Key to the new design has been research conducted by Richards’ graduate assistant Dustin Bruening, who is completing his master’s degree this spring in health and exercise sciences and in the fall will begin work toward a doctorate in biomechanics and movement science. Bruening, a figure skater himself, spent last summer observing and recording research subjects repeatedly flexing their ankles while their feet were strapped to a hinged wooden platform. The data that resulted enabled him to precisely determine the best location for the skate’s hinge and for the rubber inset in the tongue.

“I had to figure out how to best match the ankle’s natural axis of motion,” Bruening said. “We came up with a placement that allows the skaters to flex their ankles [up and down] while forcing them to keep them straight [from side to side] so they can land with the proper control.” To avoid the problem of laces that might bite into the ankle through the flexible rubber part of the tongue, the new skate has laces only below the hinge and a buckle to hold the upper part of the boot in place.

Richards said skaters testing the prototypes take a couple of weeks to get used to the unusual ankle flexibility and then are comfortable with the new boot. Because appearance plays an important role in judging figure skating, athletes and coaches are expected to be wary of the redesign, he said, even though the U.S. Figure Skating Association has OK’d the hinged skate for competitions, as long as it is available to anyone who wants to use it.

“To Jackson Ultima’s credit, they know this isn’t an infinite market, so they don’t see the new design as a big money-maker,” Richards said. “But, they’re serious about trying to improve skating.”

“We had reached the conclusion that the needs of the figure skating community demanded a quantum leap in technology,” Malvin Loveridge, the company’s vice president of manufacturing, said. “Our relationship with the University of Delaware provides access to facilities that would be prohibitive for a private company to replicate. … The Delaware facility is amazing, and their testing capabilities are not available anywhere else in the world.”
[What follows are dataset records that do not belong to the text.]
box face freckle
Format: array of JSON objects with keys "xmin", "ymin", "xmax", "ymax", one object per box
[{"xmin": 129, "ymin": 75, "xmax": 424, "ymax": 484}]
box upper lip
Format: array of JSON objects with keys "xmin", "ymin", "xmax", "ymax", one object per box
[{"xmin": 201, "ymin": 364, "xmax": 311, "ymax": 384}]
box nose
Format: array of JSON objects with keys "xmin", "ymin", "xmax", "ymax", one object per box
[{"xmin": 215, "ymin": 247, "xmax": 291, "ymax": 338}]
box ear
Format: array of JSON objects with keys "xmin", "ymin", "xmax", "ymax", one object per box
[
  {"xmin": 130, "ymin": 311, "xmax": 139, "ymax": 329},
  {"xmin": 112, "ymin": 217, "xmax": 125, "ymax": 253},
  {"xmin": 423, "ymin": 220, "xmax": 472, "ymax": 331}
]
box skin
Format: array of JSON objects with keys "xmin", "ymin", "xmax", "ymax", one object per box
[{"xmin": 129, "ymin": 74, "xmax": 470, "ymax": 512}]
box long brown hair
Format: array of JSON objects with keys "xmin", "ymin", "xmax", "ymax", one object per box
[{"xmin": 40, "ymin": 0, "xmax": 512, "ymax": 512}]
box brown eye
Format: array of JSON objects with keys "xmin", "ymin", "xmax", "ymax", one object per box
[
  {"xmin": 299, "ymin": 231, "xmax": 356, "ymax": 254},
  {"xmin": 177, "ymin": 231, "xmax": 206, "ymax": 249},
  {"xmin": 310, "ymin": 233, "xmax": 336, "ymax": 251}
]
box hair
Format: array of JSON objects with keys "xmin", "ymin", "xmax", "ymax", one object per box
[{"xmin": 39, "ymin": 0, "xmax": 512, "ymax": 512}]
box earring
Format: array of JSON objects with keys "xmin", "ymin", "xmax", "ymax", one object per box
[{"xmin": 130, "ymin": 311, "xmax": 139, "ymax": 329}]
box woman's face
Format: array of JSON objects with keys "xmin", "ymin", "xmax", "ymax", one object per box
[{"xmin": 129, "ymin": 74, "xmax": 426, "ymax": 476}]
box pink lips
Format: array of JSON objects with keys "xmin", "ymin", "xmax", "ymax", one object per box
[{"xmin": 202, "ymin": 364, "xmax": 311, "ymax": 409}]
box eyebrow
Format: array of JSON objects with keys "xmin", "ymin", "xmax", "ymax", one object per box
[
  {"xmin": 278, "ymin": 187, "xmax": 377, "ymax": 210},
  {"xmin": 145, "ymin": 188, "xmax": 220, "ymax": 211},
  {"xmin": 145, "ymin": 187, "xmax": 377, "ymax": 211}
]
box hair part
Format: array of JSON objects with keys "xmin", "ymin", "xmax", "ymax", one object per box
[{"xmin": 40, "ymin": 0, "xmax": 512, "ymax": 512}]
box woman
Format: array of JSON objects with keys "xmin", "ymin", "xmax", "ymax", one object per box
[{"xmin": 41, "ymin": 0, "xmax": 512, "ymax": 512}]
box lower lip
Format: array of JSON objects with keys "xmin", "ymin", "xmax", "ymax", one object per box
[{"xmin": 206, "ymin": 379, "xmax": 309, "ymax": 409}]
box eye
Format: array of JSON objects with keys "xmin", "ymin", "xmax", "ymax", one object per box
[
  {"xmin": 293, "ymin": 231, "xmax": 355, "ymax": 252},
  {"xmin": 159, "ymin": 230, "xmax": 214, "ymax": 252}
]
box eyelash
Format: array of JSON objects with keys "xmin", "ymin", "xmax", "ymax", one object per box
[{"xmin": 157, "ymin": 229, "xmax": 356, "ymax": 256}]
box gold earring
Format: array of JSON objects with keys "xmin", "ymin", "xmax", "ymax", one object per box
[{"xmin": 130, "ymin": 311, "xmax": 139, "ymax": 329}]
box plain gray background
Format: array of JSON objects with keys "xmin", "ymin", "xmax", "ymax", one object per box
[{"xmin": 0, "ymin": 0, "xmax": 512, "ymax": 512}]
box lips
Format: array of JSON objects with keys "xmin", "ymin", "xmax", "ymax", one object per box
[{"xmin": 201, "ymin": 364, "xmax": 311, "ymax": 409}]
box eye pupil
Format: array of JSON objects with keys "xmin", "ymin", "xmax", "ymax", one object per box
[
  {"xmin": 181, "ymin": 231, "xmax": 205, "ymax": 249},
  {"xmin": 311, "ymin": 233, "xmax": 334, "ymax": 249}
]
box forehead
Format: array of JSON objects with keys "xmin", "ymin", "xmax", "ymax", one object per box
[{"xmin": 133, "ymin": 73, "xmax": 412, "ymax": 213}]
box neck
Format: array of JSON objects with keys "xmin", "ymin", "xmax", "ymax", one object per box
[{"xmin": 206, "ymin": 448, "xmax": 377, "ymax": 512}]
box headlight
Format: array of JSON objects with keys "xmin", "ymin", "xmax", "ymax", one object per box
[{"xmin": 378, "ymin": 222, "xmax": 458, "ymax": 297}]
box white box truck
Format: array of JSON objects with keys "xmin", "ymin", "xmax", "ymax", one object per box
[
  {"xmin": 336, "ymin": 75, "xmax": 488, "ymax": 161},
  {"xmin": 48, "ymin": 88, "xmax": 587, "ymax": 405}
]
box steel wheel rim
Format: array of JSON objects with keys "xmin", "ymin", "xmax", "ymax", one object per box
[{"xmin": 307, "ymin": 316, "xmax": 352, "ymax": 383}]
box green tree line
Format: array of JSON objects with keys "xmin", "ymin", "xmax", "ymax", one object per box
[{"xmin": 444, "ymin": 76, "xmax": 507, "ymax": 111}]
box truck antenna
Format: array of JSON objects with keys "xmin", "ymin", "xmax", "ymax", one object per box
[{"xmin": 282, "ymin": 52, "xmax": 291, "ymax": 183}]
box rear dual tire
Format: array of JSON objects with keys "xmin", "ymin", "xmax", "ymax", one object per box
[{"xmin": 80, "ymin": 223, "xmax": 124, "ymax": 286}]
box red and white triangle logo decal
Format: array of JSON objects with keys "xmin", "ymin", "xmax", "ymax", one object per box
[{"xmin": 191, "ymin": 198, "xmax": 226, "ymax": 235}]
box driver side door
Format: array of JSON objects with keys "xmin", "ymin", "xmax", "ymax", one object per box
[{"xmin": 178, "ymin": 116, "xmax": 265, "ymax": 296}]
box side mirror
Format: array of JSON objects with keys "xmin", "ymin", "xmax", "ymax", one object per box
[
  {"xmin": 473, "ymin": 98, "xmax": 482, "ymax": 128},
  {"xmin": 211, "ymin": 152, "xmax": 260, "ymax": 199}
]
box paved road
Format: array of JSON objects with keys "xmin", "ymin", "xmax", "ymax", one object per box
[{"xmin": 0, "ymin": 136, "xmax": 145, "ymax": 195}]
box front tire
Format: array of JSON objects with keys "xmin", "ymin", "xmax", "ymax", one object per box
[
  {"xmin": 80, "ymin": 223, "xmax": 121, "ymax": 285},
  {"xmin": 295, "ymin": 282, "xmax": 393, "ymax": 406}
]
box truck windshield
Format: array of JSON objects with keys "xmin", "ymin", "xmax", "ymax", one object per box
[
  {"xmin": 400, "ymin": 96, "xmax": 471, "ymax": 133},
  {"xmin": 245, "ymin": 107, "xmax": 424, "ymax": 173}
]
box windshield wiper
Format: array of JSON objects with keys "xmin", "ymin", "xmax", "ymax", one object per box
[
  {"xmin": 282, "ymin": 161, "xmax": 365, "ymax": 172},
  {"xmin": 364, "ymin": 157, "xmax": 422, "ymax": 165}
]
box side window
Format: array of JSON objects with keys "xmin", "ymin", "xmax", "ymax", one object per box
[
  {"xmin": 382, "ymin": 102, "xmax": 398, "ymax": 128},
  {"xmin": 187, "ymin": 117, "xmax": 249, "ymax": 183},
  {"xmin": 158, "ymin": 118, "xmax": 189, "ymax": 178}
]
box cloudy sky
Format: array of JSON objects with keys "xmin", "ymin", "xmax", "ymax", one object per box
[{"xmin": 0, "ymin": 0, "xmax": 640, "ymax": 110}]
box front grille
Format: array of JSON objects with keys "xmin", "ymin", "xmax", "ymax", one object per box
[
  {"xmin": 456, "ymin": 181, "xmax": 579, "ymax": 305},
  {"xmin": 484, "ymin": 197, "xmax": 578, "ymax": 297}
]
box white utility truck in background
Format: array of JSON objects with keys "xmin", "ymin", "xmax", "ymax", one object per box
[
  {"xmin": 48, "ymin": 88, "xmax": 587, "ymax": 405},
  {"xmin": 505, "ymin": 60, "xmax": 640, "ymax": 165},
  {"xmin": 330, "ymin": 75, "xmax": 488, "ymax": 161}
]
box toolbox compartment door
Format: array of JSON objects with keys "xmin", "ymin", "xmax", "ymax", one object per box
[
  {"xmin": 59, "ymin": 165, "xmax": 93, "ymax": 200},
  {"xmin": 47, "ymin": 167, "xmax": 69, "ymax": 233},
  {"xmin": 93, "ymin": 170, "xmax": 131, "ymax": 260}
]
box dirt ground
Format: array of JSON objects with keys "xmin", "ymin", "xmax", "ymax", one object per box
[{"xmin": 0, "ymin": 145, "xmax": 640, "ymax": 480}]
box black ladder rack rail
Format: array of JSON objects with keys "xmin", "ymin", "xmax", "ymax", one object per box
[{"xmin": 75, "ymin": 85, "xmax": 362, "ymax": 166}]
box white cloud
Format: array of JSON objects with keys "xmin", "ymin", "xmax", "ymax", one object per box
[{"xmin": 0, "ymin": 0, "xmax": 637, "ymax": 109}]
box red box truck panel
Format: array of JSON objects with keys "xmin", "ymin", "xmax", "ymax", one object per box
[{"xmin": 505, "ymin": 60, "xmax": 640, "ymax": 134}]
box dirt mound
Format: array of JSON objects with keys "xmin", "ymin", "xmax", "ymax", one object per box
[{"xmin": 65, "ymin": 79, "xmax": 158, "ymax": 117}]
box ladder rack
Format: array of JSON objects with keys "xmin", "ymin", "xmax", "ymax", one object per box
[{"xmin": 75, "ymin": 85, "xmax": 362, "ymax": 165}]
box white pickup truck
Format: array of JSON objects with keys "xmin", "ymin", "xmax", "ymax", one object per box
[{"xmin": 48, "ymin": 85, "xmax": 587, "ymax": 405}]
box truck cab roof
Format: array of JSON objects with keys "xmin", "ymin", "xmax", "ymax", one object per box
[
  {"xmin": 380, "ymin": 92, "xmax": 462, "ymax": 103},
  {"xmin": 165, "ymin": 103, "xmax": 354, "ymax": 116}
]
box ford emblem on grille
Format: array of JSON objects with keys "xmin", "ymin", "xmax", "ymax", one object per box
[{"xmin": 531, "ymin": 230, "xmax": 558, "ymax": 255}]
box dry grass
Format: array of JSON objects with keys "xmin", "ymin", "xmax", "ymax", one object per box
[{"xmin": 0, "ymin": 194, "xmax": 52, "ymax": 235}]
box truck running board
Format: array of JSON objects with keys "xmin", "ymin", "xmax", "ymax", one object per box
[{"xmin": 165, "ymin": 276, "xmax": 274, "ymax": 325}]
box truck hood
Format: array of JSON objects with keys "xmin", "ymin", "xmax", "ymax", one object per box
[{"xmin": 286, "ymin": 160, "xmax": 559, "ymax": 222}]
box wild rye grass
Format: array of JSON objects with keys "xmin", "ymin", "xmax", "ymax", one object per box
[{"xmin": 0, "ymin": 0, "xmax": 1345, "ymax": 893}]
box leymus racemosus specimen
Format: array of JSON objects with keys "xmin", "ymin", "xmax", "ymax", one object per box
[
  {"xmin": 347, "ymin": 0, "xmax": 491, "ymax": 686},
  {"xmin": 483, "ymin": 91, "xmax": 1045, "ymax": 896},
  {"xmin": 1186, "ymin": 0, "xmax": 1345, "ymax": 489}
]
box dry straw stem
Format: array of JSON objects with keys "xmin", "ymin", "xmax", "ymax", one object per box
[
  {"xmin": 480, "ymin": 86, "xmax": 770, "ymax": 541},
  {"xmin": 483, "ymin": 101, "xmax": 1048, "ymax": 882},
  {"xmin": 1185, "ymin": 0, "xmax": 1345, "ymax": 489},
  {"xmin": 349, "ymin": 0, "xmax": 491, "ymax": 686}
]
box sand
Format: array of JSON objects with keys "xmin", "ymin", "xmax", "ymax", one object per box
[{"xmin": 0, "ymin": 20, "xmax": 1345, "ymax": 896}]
Ludington, a World Hall of Fame and Olympic coach, some of whose skaters are testing the prototypes, said the new design “will allow us to address many of the equipment problems skaters have had to deal with in the past. We now have the ability to analyze new concepts and designs and gather real data that will help to improve performance and reduce the injuries associated with traditionally manufactured equipment.”

There is some early indication that the hinged skate might improve a skater’s ability to do certain jumps, Richards said, although that was not the impetus behind the redesign. “We never had in mind an increase in performance,” he said. “We wanted an increase in safety with no change in performance. If performance happens to improve, that’s a bonus.”

Kelsey Davidson, a junior majoring in health, nutrition and exercise sciences at UD, is one of the competitive skaters trying out the hinged boot. After a short period of adjusting her sense of balance to the new range of ankle movement, she said she is skating and jumping as she did before. Davidson has a personal reason for hoping the new design succeeds: Two years ago, she suffered a stress fracture to her lower spine and still experiences occasional pain when skating.

“Every other sport you can think of has added or improved protective gear for their athletes in recent years,” Richards said. “The exception is skating, where the kids are starting younger and doing more and more jumps, and they clearly need better protection from injury. You have skaters in their 20s who need knee and hip replacement surgery, and that just shouldn’t be happening.”